完結済ですので、粛々と投下させていただきます。

前回ご覧下さっていた皆様も、今回が初の皆様も時間潰しの一つとしてお楽しみいただければと思います。

長さはWord文章にして約85ページ。本日中に全てを投下できないと思われますので、2〜3回にわけて投下いたします。
厨2病成分山盛り、構成ぐちゃぐちゃなヘタレの作品ですが、どうぞお納め下さい。(土下座)


2 名前:NIPPERがお送りします(兵庫県) [sage] 投稿日:2011/03/28(月) 23:38:45.25 ID:Y4tf1Tbwo

― 20XX年 冬 ―

少女「おはよー」

少女友「はよー。今日も遅刻ギリギリだねぇ」

少女「あははー、目覚まし時計さんが何かご機嫌ナナメでさ」

少女友「それ、昨日も言ってたよね」

少女「えー、そうだっけ?」

少年「おう、おはよう」

少女「あ、少年君。おはよう」

少年「ほら、これ。

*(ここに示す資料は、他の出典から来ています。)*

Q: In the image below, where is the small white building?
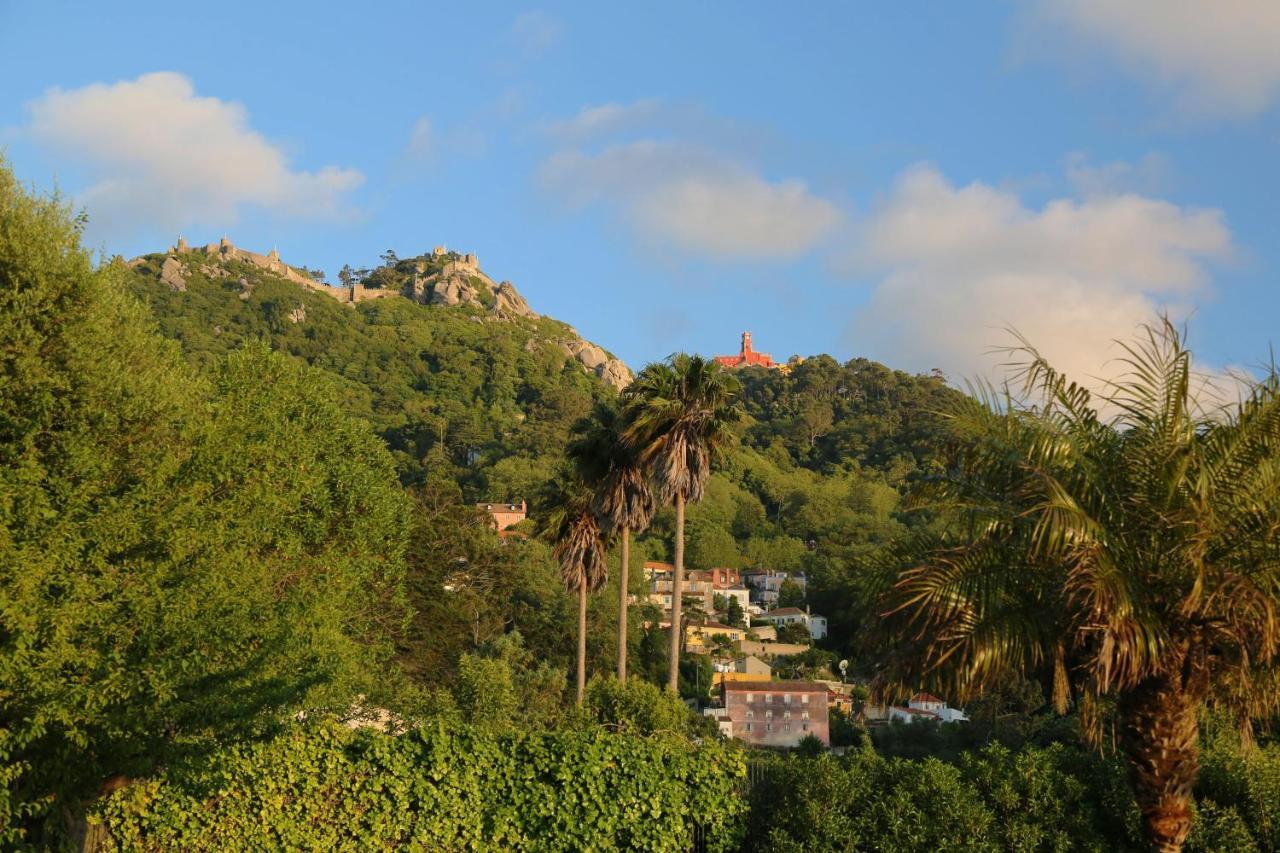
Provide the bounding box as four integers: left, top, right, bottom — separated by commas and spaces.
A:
865, 693, 969, 722
756, 607, 827, 639
741, 569, 808, 607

おばさんから預かってきたぞ」

少女「お弁当箱……って私の!?」ゴソゴソ

少女「ホントだ、入れてなかった」

少女友「ドジっ娘スキル発動だね」ニシシ

少年「ったくよ、週に2回はお前の弁当配達要員にされてるんだぞ」ペチ

少女「ごめーん」エヘ

少年友「なんだなんだ、我がクラスの夫婦は今日も朝から夫婦漫才か?」

少年「んなっ、そ、そんなんじゃねぇよ!!」

少女「あはは」



 これが、私の日常でした。


 これが、平和な日常でした。


 これが……私が持っている、最後の……



 日 常 で し た 。


3 名前:NIPPERがお送りします(兵庫県) [sage] 投稿日:2011/03/28(月) 23:39:52.42 ID:Y4tf1Tbwo

レポーター『私は今、富士山麓に突如として現れた謎の巨大洞穴に来ています』


 事の始まりはあの日の夜。いつも通りに学校が終わって、いつも通りにバトン部に行って、いつも通りに来年の受験に備えて塾に行って、いつも通りに帰宅してご飯を食べている時に見たニュース番組でした。


レポーター『一昨日起こった地震の後に発見されたというこの洞穴。当初は世界大戦時に作られた秘密の研究所跡という説もありましたが、どうやら自然に出来た物らしいと本日政府より発表がありました。我々取材陣にも許可が下り、今、こうして洞穴前に来ております』

少女母「怖いわねぇ」

少女父「そうか? 僕なんかは大昔にやってた○口ヒロシ探検隊を思い出すよ」

レポーター『穴内部はまだ調査が進んでいない為入り口のみの取材という事ですが』

少女「あれ?」

少女母「どうしたの?」

少女「ん……何かヘンなのが見えたような」

少女父「洞穴から湧き出てきた地底人かもしれないぞぉ?」

少女「もう、そんなの信じるようなコドモじゃないもん!」プクー

少女父「はっはっは。それで、何が見えたんだい?」

少女「うーん……よくわかんない。ただ、なんとなく何かが『視えた』気がしただけだから」

少女母「『お勉強』のしすぎかしらねぇ? この前のテストの結果、聞いたわよ」

少女「はぅ……」

少女父「五教科平均が79点、か。もう少しだけがんばろうな」

少女「はぁーい」

少女母「今日は宿題はないの?」

少女「塾で片付けちゃった。あとは予習と復習だけ」

少女父「おぉ、偉いぞ。ご褒美に次の日曜日は好きな所に連れて行ってやろう」

少女「ホント!? あのね、あのねっ、私、春物のお洋服が欲しいなーって」

少女母「この子には本当に甘いんだから……」


 父との約束は結局果たされませんでした。

 私が『視た』のは気のせいなんかじゃなくて、なんだろうって思ったのは私が知らない得体の知れない『ナニカ』で、その『ナニカ』と私はその翌日に、出会う事になっていました。


4 名前:NIPPERがお送りします(兵庫県) [saga] 投稿日:2011/03/28(月) 23:41:04.10 ID:Y4tf1Tbwo

レポーター『はここで、○○大学教授の説明を……きゃああああああっ!!??』

少女「ふぇ?」

少女母「?」

少女父「ん?」

レポーター『な、何、何なの!?』

クルー「ぎゃぁぁぁぁぁ!」

クルー「なんだこいつは!?」

少女父「何が起こってるんだ?」

少女母「少女、見ちゃ駄目っ!」ガバッ

少女「っ!?」


 ほんの一瞬、テレビに映し出されたのは見たこともない異形の怪物としか言いようのない『ナニカ』で……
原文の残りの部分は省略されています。